Not only do we get a plateful of central bank meetings this week, we also get US CPI (Wednesday). Given the decent payrolls on Friday, the two together drove the probability of the Fed 25 bp rate cut to 87.1% (from 61.6% a week ago) in the CME’s FedWatch tool. But some glitches in payrolls (rising unemployment) or perhaps expectations the CPI will be sticky caused Citibank to dump its 50 bp forecast.
We still need to remember Mr. Powell’s use of the word “cautious.” And we have just 9 days to go. For what it’s worth, which is not much, Trump said on cable TV yesterday that he won’t try to unseat Mr. Powell.
Before then we get the RBA, BoC and ECB. The RBA is expected to hold but sound dovish, and nobody has a clue about the BoC. The ECB and SNB are seen as cutting for sure. In Canada, Friday’s jobs report showed unemployment up to 6.8% from 6.5% and the participation rate up to 65.1% from 64.8% at the same time—but wage growth down to 3.9%, the slowest since April. The betting market expects the BoC to cut by 50 bp. We have doubts because of the Fed doing less. We can be sure the phone line is being used.
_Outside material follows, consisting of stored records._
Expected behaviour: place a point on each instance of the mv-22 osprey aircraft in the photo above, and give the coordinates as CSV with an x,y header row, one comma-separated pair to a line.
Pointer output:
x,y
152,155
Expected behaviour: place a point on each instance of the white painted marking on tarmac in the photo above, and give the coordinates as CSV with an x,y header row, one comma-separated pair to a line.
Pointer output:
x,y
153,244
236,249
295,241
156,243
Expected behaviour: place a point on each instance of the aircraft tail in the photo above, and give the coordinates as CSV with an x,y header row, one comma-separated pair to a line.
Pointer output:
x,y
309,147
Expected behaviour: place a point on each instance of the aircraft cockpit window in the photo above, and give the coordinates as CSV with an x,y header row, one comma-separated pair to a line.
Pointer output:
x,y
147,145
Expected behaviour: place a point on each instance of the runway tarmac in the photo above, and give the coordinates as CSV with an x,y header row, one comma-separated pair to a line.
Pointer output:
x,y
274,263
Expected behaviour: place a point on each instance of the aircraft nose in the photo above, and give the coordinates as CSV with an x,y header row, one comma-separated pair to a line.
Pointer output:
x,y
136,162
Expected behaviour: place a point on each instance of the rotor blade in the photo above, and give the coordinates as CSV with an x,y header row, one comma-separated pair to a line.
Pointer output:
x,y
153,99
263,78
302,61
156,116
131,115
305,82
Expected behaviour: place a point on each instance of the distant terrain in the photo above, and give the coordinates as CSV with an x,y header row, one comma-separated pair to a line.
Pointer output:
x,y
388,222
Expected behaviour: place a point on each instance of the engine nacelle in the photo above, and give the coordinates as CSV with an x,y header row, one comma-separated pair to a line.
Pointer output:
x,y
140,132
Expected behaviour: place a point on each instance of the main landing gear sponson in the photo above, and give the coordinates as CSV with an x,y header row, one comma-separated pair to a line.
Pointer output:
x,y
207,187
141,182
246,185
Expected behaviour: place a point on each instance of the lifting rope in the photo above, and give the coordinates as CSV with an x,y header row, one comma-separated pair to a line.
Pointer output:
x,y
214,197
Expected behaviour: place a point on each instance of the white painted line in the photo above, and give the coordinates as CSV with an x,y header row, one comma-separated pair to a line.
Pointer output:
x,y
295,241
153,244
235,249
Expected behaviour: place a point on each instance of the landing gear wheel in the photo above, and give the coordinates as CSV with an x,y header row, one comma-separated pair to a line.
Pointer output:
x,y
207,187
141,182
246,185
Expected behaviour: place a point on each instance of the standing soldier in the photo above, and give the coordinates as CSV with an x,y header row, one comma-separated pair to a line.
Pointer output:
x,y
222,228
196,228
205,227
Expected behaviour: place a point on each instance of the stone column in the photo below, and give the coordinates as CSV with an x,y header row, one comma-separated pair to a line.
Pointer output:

Only two things support any Fed rate cut at all—a tiny rise in unemployment and the Fed having set up the expectation. The argument for not cutting is actually more powerful—inflation still sticky and growth the highest of anybody else, 3.3% as of last week and another Atlanta Fed GDPNow due today. Given a different background, we would not be forecasting a cut but a pause.
Central Bank meetings
RBA December 9-10.
BoC December 11.
ECB December 12.
SNB December 12.
Fed December 18.
BoE December 19.
Bank of Japan Dec 19.
Forecast
Nobody knows whether the drop in US Treasury yields will persist, or even why it’s happening in the first place. It puts the dollar against a headwind even as others have the same experience. There is something going on with risk appetite that evades definition. You’d think the fall of two European governments, the nutso martial law mess in S. Korea and even the election of the reckless Trump would raise risk aversion and thus the dollar. And yet it’s not happening, suggesting something else is afoot to cause the euro to be bid. The winner, so far, is sterling. Today may not bring an answer and we should wait for turnaround Tuesday to see if the dollar recovers. The tipping point is all the way down around 1.0450.